Giampaolo Tabarrini, owner and winemaker of Tabarrini, is a whirlwind of manic energy whose infectious laugh is entertaining by itself. The winery is toward the end of a major and beautiful rebuild. Again, the winery is spotless and the air in the oak barrel room recycles and renews 72 times per day. The winery is high on a hill with big diurnal temperature swings. Giampaolo is a fifth generation winemaker. His white wines and his red wines are wonderful and worthy. Most of the Umbrian producers also make a Montefalco Rosso, using a blend of Sangiovese, Sagrantino and Merlot or Barbera. All of the Montefalco Rossos I tasted had great fruit flavors and balanced tannins.

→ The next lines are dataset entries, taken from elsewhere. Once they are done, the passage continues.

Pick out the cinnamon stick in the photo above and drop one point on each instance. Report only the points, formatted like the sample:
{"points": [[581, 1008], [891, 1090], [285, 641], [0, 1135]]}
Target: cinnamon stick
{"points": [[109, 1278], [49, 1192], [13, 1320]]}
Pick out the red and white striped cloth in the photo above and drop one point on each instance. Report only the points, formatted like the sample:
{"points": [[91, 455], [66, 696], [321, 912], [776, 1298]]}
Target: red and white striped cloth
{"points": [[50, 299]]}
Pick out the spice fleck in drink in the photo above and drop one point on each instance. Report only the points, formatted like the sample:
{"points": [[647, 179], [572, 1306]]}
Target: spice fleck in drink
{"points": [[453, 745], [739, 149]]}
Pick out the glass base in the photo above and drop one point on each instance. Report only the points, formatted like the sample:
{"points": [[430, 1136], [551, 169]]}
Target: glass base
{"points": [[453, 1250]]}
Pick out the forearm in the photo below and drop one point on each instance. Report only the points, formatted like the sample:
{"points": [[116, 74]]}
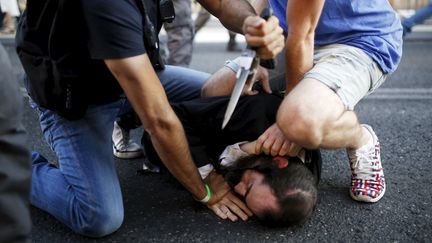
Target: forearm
{"points": [[299, 60], [231, 13], [220, 83], [145, 92], [302, 19]]}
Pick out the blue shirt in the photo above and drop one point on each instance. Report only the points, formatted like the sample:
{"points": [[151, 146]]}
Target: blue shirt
{"points": [[371, 25]]}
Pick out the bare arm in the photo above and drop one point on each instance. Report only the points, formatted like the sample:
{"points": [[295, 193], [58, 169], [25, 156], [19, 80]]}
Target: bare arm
{"points": [[147, 96], [302, 19]]}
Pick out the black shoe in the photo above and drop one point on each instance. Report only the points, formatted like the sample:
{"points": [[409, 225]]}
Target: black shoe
{"points": [[232, 46]]}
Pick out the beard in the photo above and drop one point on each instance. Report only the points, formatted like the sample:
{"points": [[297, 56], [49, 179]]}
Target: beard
{"points": [[234, 173]]}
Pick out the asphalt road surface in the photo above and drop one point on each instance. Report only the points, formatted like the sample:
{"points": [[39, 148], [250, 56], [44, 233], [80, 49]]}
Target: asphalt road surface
{"points": [[158, 209]]}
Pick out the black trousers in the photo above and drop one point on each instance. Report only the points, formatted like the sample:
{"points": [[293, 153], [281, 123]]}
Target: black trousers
{"points": [[202, 121], [15, 165]]}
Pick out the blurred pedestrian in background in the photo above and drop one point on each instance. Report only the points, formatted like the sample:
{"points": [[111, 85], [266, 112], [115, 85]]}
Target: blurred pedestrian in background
{"points": [[11, 11], [419, 17], [15, 223]]}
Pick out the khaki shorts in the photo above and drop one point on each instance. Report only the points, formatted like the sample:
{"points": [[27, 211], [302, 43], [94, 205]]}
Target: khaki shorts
{"points": [[348, 71]]}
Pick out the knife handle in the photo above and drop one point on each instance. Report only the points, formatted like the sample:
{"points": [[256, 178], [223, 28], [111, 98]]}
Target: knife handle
{"points": [[267, 63]]}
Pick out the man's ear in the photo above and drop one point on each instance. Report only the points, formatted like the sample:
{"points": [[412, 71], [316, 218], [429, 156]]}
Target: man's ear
{"points": [[282, 162]]}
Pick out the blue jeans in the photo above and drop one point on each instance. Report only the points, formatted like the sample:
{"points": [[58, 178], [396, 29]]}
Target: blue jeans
{"points": [[83, 192], [419, 17]]}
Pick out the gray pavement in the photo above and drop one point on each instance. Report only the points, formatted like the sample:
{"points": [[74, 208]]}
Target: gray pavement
{"points": [[158, 209]]}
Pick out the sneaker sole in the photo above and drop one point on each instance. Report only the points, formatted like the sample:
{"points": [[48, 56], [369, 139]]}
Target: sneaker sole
{"points": [[127, 155], [362, 198]]}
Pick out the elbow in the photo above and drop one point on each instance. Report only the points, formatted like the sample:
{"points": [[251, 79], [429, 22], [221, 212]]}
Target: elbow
{"points": [[205, 90]]}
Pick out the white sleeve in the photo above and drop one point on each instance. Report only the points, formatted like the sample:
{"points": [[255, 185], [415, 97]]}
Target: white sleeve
{"points": [[231, 154]]}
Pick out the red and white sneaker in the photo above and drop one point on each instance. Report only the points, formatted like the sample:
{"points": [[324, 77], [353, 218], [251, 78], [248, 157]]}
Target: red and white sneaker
{"points": [[367, 180]]}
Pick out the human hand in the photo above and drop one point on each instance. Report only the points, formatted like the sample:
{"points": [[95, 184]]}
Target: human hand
{"points": [[274, 142], [261, 75], [229, 205], [266, 36]]}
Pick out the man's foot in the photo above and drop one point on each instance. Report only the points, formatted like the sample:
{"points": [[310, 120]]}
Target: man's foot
{"points": [[367, 180], [123, 146]]}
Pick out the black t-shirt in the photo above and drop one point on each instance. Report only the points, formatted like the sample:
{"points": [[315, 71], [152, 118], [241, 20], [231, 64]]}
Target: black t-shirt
{"points": [[109, 29]]}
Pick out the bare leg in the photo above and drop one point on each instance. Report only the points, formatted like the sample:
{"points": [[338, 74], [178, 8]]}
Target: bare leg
{"points": [[313, 116]]}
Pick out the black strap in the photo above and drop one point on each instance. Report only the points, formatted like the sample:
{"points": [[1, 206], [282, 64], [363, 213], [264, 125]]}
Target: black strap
{"points": [[55, 26]]}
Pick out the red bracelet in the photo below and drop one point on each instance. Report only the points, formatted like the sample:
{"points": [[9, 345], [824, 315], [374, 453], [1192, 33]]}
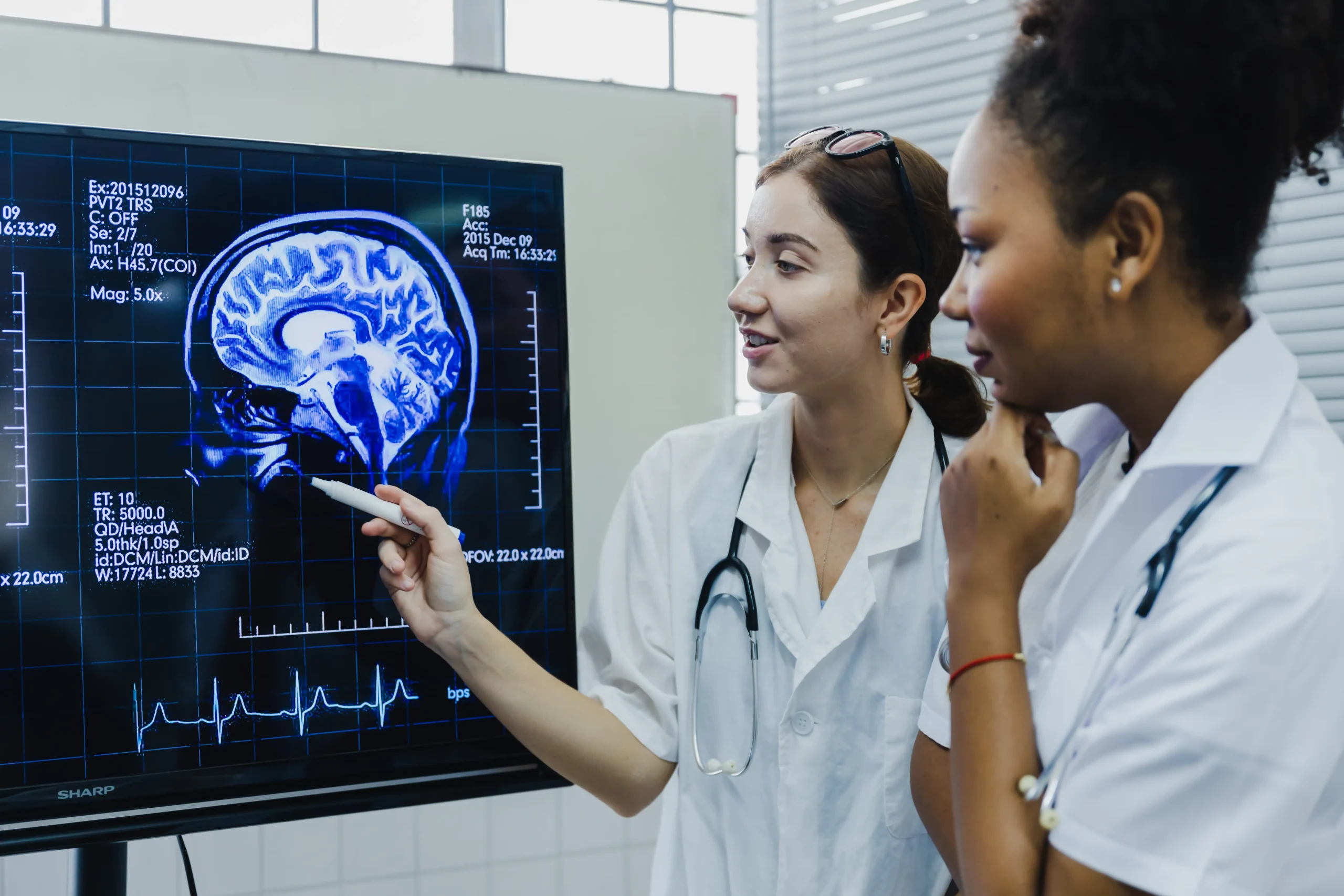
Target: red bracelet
{"points": [[995, 657]]}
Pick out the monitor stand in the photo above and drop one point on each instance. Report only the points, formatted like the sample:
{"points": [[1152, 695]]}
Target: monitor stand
{"points": [[101, 870]]}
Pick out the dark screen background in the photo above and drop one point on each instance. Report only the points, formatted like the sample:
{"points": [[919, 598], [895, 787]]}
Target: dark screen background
{"points": [[104, 678]]}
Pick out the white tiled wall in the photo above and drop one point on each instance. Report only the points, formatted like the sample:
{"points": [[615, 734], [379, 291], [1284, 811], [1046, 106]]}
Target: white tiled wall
{"points": [[551, 842]]}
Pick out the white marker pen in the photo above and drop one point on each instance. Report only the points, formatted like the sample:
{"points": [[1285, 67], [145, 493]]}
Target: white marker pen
{"points": [[371, 504]]}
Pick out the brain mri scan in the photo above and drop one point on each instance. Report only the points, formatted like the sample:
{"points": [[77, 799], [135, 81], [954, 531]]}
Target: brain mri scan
{"points": [[328, 342]]}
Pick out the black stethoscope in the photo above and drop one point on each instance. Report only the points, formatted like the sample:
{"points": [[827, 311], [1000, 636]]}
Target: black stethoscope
{"points": [[733, 563], [1122, 626]]}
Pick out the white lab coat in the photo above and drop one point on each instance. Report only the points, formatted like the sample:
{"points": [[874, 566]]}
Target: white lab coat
{"points": [[1214, 763], [824, 806]]}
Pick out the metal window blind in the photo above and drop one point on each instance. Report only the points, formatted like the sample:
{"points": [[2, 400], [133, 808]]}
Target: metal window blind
{"points": [[920, 69]]}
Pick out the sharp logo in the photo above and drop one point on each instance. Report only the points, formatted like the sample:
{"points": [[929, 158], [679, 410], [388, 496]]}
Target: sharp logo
{"points": [[85, 792]]}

Other producers worth looking into are Cantina le Cimate (pronounced chi MA tay), Antonelli, Romanelli, Colleallodole, La Veneranda, and Paolo Bea. Don’t let the long and difficult names deter you. Just look for Montefalco wines. They remain a largely undiscovered product in the shadow of Tuscany, which indicates a great price-to-quality ratio. It’s easy to buy a high quality bottle under $20 and even $12 should bring a well-made and enjoyable experience. Look for some, and now. Drink up. Italy and Umbria need our help. Now.